The situation may not be hopeless, however, because several types of simplified representations sufficient for certain needs are currently being used. First, there are exemplar-based systems (described later in the section on learning). These systems generally assume that knowledge consists of the storage of multiple copies (or strengthened copies) of repeated events. The more sophisticated of these systems place these copies in a high-dimensional metric space, in which smaller distances between exemplars represent increased similarity (e.g., Logan and Bundesen, 1997; Hintzman, 1986; Nosofsky and Palmeri, 1997; Landauer and Dumais, 1997). For some purposes, such as modeling improvements with practice and the production of errors based on similarity, this approach has proved fruitful. Second, neural net-based learning systems develop limited structural representations through the process of modifying connections between nodes. Although the structure thus developed is usually not transparent to the external observer, typically it is limited to connections between a few layers of nodes, and may not have any relation to actual cognitive structure. The developed representations capture much of the statistical structure of the inputs that are presented to the nets during learning and have often proved useful (Plaut et al., 1996). Other models that capture the statistical structure of the environment have also proved extremely promising (such as the modeling of word meanings developed by Landauer and Dumais, 1997). Third, in a number of application domains, experts have attempted to build into their representations those aspects they feel are necessary for adequate performance; examples include rule-based systems such as the Soar system (see the next section) and certain applications within the ACTR system (see Anderson, 1993). Although none of these approaches could be considered adequate in general, separately or in combination they provide a useful starting point for the representation of knowledge.

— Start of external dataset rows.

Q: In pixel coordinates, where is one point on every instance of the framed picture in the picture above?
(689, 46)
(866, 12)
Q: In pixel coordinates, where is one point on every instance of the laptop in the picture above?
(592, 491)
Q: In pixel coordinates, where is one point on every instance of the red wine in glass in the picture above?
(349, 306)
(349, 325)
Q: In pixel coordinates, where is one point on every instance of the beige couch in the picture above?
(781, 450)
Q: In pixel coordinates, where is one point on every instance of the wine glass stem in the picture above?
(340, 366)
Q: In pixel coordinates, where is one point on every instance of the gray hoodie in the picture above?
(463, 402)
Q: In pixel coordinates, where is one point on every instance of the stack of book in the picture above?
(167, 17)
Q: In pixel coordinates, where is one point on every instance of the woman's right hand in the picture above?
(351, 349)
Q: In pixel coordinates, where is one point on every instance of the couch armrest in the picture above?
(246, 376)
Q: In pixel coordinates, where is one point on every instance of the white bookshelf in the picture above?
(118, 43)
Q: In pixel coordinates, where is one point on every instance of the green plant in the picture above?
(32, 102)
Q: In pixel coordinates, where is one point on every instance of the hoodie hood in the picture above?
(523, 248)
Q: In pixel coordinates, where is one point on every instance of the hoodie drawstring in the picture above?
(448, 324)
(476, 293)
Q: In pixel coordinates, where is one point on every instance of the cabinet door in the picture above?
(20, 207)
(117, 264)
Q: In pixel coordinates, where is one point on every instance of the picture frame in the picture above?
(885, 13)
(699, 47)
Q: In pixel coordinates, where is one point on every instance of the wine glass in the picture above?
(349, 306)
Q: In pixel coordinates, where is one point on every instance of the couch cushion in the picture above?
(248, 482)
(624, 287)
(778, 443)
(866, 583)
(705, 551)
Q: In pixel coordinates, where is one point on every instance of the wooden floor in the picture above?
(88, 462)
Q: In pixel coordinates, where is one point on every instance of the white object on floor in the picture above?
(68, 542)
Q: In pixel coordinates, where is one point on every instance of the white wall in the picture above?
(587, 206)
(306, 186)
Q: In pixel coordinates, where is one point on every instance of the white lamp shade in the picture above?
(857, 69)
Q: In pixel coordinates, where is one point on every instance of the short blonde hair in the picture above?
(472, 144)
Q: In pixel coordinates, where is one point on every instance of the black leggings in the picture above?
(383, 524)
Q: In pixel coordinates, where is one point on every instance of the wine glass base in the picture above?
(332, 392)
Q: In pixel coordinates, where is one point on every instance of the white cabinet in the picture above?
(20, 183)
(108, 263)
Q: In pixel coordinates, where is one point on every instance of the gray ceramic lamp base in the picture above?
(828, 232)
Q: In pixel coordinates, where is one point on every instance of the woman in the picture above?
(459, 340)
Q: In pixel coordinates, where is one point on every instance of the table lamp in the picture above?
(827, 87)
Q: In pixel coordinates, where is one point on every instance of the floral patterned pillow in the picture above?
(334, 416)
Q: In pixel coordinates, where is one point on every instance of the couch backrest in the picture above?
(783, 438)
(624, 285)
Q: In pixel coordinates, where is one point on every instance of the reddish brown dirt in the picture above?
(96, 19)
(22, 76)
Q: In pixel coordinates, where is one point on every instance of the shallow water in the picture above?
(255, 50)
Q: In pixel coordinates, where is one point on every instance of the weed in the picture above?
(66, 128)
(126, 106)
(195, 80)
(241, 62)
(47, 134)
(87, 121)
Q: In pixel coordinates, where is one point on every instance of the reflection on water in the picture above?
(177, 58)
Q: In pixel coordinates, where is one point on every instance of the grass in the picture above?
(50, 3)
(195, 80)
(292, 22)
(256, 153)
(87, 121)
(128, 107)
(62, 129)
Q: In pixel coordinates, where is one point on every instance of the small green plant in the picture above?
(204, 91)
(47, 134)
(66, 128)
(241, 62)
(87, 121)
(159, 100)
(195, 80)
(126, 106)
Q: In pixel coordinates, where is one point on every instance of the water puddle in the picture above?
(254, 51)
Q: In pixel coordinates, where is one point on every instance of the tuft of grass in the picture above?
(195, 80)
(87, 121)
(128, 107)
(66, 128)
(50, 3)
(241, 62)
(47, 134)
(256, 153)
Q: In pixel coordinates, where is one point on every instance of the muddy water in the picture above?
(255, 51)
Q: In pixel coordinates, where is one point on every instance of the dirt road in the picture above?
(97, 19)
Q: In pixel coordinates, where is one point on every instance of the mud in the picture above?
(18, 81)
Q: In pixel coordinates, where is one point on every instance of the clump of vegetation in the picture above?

A second problem just now surfacing in the field is the nature of retrieval from generic memory: To what degree are generic retrieval processes similar to those used in explicit retrieval (i.e., retrieval from episodic memory)? Even more generally, many operations of cognition require a continuing process of retrieval from long-term (episodic and generic) memory and processing of that information in short-term memory that can last for periods longer than those usually thought to represent short-term retention. These processes are sometimes called ''long-term" or "extended" working memory. Some recent neurophysiological evidence may suggest that different neural structures are active during explicit and generic retrieval, but even if true this observation says little about the similarity of the retrieval rules used to access the stored information. The models thus far have largely assumed that retrieval processes involved in explicit and generic retrieval are similar (e.g., Humphreys et al., 1989; Anderson, 1993; Shiffrin and Steyvers, 1997). This assumption is not yet well tested, but probably provides a useful starting point for model development.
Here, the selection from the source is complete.